Wonder Women: 25 Innovators, Inventors, and Trailblazers Who Changed History by Sam Maggs
Ever heard of Allied spy Noor Inayat Khan, a Muslim woman whom the Nazis considered “highly dangerous”? Or German painter and entomologist Maria Sibylla Merian, who planned and embarked on the world’s first scientific expedition? How about Huang Daopo, the inventor who fled an abusive child marriage only to revolutionize textile production in China? Women have always been able to change the world, even when they didn’t get the credit. In Wonder Women, author Sam Maggs introduces you to pioneering female scientists, engineers, mathematicians, adventurers, and inventors—each profile a study in passion, smarts, and stickto-itiveness, complete with portraits by Google doodler Sophia Foster-Dimino, an extensive bibliography, and a guide to present-day women-centric STEM organizations.
Tokyo Ghost, Vol.2 by Rick Remender
Following the destruction of the Garden Nation of Japan, Constable Led Dent returns to his brutal beat, having succumbed to his inner demons. But as he stalks the streets of the Isles of Los Angeles, enforcing the corporate new world order, he’s haunted by a ghost from Tokyo.
Moon Knight, Vol.1: Lunatic by Jeff Lemire
Marc Spector (a.k.a. Moon Knight/Jake Lockley/Steven Grant) has been fighting criminals and keeping New York City safe for years… or has he? When he wakes up in an insane asylum with no powers and a lifetime’s worth of medical records, his whole identity (indentities) are called into question. Something is wrong, but is that something Marc Spector himself? Jeff Lemire (EXTRAORDINARY X-MEN) and rising star Greg Smallwood are calling everything you know about Moon Knight into question.
Brain on Fire: My Month of Madness by Susannah Cahalan
An award-winning memoir and instant New York Times bestseller that goes far beyond its riveting medical mystery, Brain on Fire is the powerful account of one woman’s struggle to recapture her identity. When twenty-four-year-old Susannah Cahalan woke up alone in a hospital room, strapped to her bed and unable to move or speak, she had no memory of how she’d gotten there. Days earlier, she had been on the threshold of a new, adult life: at the beginning of her first serious relationship and a promising career at a major New York newspaper. Now she was labeled violent, psychotic, a flight risk. What happened? In a swift and breathtaking narrative, Cahalan tells the astonishing true story of her descent into madness, her family’s inspiring faith in her, and the lifesaving diagnosis that nearly didn’t happen.
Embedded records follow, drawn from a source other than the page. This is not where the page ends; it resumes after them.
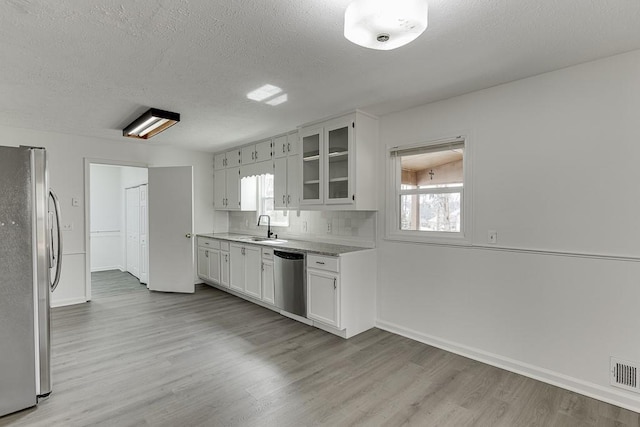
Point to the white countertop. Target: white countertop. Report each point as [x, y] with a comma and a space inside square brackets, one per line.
[329, 249]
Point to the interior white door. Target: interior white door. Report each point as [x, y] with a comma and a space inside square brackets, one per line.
[144, 226]
[170, 204]
[133, 230]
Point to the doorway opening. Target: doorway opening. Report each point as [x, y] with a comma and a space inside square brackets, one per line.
[118, 230]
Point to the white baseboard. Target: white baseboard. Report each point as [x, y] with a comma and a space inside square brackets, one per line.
[108, 268]
[614, 397]
[68, 301]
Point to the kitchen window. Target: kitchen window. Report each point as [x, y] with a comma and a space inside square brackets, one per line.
[266, 202]
[429, 192]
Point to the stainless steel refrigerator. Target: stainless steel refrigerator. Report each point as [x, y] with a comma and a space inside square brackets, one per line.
[30, 254]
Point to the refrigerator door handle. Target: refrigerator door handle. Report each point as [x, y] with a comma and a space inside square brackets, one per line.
[58, 255]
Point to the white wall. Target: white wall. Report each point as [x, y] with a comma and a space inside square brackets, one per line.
[106, 225]
[66, 170]
[555, 169]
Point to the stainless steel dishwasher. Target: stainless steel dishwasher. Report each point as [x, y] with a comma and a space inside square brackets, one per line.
[289, 281]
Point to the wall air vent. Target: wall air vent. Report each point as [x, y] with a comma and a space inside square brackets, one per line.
[625, 374]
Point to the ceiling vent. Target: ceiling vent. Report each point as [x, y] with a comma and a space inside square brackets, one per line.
[625, 375]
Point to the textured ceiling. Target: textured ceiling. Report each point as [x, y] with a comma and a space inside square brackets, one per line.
[89, 68]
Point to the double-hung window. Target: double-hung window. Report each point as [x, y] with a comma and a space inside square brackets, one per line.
[266, 202]
[428, 192]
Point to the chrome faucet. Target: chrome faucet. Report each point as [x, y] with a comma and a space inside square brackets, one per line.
[269, 233]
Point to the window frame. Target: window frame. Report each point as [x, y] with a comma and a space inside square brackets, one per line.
[261, 201]
[394, 193]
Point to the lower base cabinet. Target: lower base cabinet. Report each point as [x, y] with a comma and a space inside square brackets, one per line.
[340, 290]
[322, 297]
[224, 264]
[245, 269]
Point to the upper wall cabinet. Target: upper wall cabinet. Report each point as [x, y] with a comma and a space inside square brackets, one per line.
[286, 182]
[338, 163]
[229, 159]
[285, 145]
[257, 152]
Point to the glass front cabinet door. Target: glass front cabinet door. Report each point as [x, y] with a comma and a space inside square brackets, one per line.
[312, 166]
[338, 137]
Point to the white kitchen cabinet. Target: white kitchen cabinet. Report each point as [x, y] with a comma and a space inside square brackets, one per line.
[208, 266]
[233, 189]
[268, 286]
[258, 152]
[341, 292]
[245, 269]
[253, 271]
[233, 158]
[286, 173]
[312, 149]
[280, 183]
[323, 297]
[338, 163]
[236, 267]
[228, 159]
[340, 289]
[224, 264]
[214, 265]
[293, 182]
[203, 264]
[285, 145]
[220, 189]
[219, 161]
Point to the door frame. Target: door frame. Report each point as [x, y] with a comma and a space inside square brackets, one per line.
[88, 161]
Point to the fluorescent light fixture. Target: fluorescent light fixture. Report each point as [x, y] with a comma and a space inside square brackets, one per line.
[278, 100]
[385, 24]
[264, 92]
[151, 123]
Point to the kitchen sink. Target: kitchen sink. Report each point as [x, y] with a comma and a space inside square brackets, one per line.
[264, 240]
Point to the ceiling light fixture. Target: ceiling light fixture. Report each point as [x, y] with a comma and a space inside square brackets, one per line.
[277, 100]
[264, 92]
[151, 123]
[385, 24]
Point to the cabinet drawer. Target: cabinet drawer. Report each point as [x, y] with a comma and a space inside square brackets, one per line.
[267, 253]
[322, 262]
[208, 243]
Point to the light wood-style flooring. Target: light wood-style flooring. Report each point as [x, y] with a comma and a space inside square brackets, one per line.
[134, 358]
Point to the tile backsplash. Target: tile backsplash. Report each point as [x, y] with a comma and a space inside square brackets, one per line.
[346, 227]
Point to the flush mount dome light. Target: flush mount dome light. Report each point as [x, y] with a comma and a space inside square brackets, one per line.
[151, 123]
[385, 24]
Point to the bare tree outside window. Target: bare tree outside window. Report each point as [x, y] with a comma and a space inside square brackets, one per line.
[431, 188]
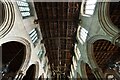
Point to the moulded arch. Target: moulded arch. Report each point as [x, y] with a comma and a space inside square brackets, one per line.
[91, 58]
[30, 73]
[89, 46]
[27, 46]
[9, 18]
[83, 73]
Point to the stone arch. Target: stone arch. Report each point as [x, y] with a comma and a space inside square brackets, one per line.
[92, 61]
[28, 50]
[14, 57]
[9, 19]
[31, 73]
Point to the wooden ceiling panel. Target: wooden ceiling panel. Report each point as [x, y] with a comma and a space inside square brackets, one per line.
[58, 23]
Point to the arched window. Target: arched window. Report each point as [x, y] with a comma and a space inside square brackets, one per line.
[34, 36]
[88, 7]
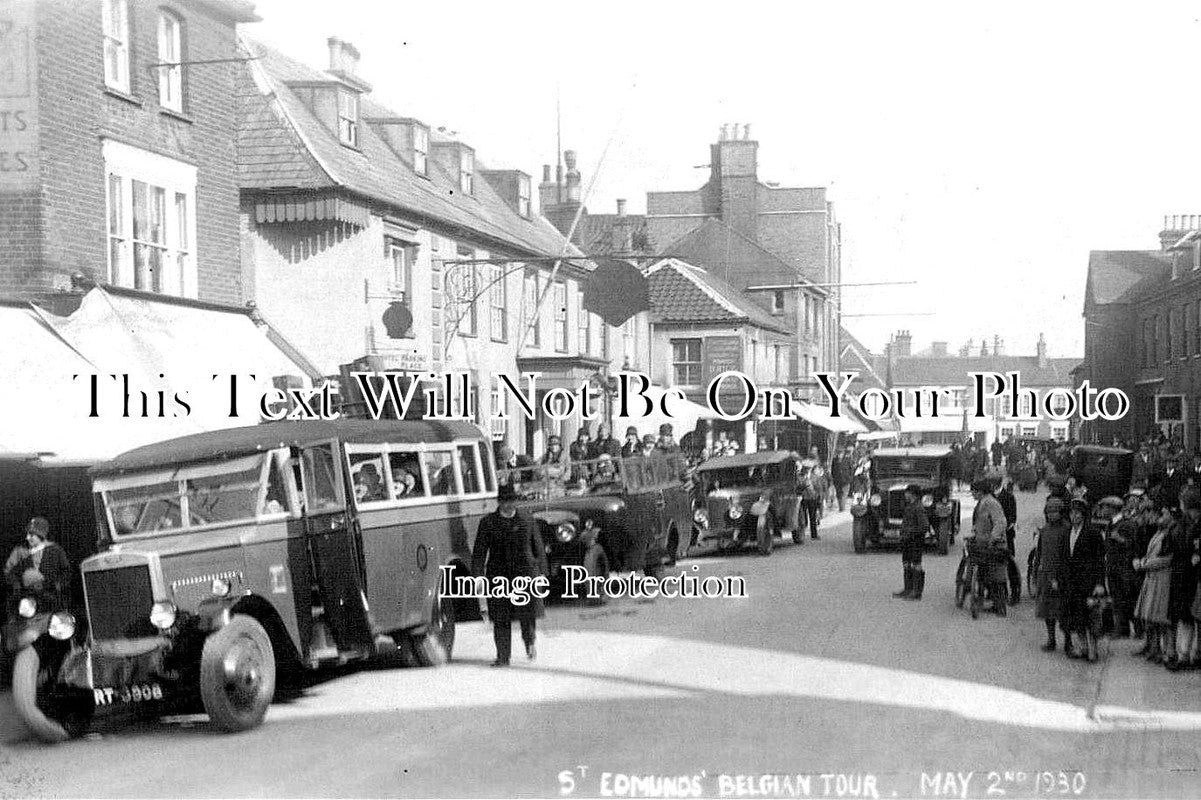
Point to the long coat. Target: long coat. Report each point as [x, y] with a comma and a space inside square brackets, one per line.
[1083, 569]
[1052, 550]
[509, 548]
[1152, 606]
[1183, 581]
4 thoughts on “#FridayFinds: September Edition”
Covering my eyes over IT! lol scariest book I have ever read, it would be a great one to read in October! It only felt right reading it at night, but I would seriously be up into the morning hours. So creepy!!
LikeLiked by 1 person
I really want to read it but I don’t know if I can commit to a book that large haha! Might have to go for the audiobook! It definitely seems like quite the creepy read!